Hi everyone. My name is Belinda Weaver and I am currently working as the team leader for a group of 9 eResearch Analysts based across 6 Queensland universities. I am based in Brisbane and work at The University of Queensland. Though I officially work for the Queensland Cyber Infrastructure Foundation (QCIF, which can best be described as a atate-based agency providing eResearch infrastructure to universities), I am actually employed by UQ’s Research Computing Centre in a secondment arrangement. This means I sit in a room with a lot of people who run HPC services and who also provision cloud-based services such as data storage and virtual machines for researchers to use. QCIF and the RCC jointly run the Queensland node of the Australian research cloud, and my job entails rolling out those cloud services to researchers, which is a great job to have as we have enabled some pretty amazing research so far. It is great to feel you can help researchers work more efficiently which is what drew me towards Software Carpentry in the first place. I organised an inaugural UQ bootcamp in 2014 which went really well.

I used to be a librarian. I have also been an Internet trainer, a book editor, a newspaper columnist, a project manager, a repository manager, a library branch manager and I ran the library computer system for the City of London Libraries when I lived in the UK. I have had one book published about the Internet and have written book chapters for published works on investigative journalism and writing, and I taught computer assisted journalsim and multimedia journalism at UQ. I used to run a web site and mailing list for Australian journalists. I have run workshops and trained staff in research data management. Although I have done all of these things, I have never written software code, much less taught it, so this course will be a VERY steep learning curve for me.

What I found hardest about using Git the first time was…

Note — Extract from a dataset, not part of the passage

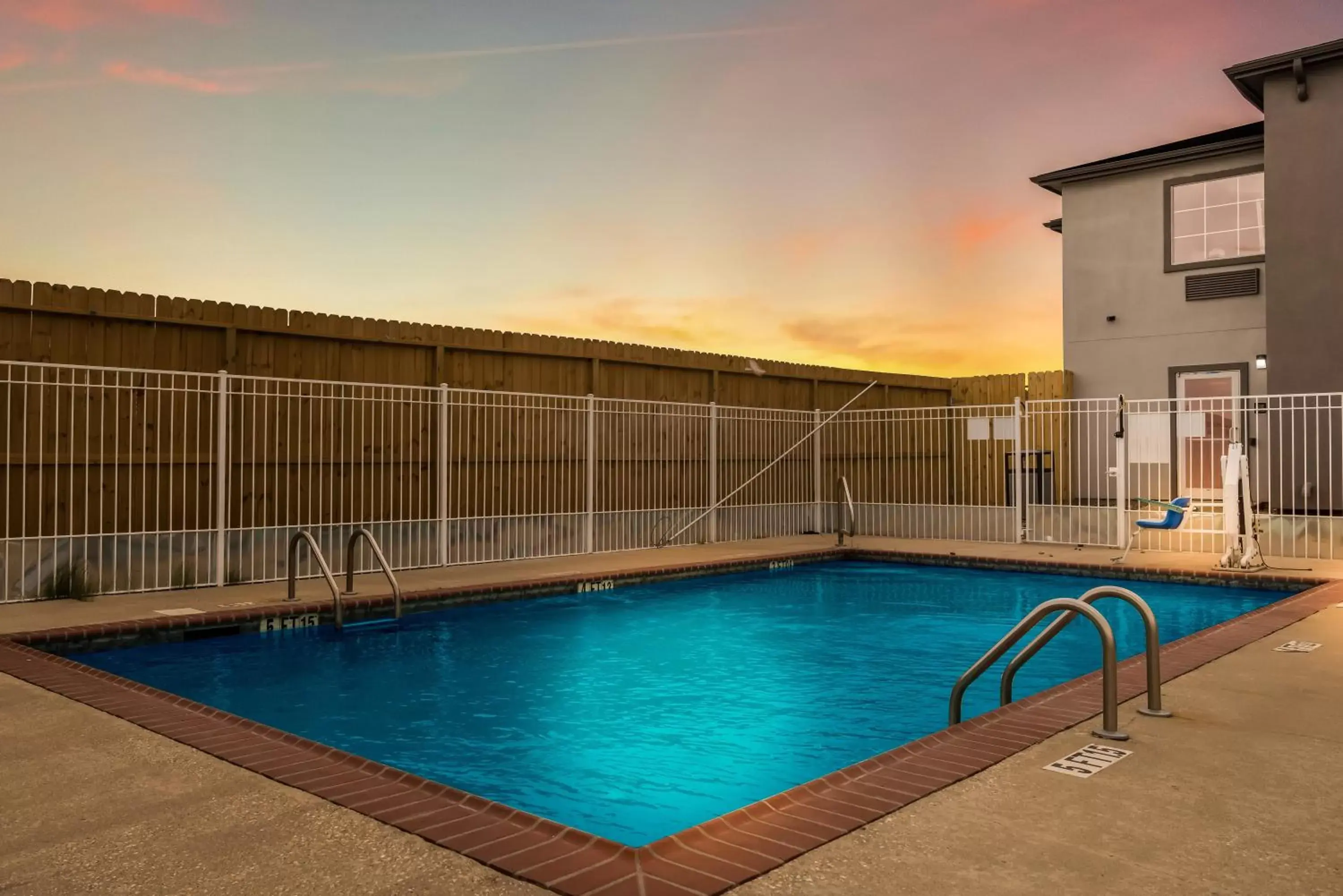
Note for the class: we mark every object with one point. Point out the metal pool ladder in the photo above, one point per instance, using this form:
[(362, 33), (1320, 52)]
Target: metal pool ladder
[(1110, 675), (304, 535), (1154, 648), (382, 562), (844, 502)]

Regarding GitHub - I am not sure there is enough space in the world to say how hard I found trying to use it! I cried! I was using the Web interface so the instructions did not seem to relate to what I was doing. My biggest issue was I could not understand the framework, so I had no notion if I had succeeded or not in creating my pull request. And then it was merged, yay! but now my entry des not appear in the list on the blog, so I am back to despair.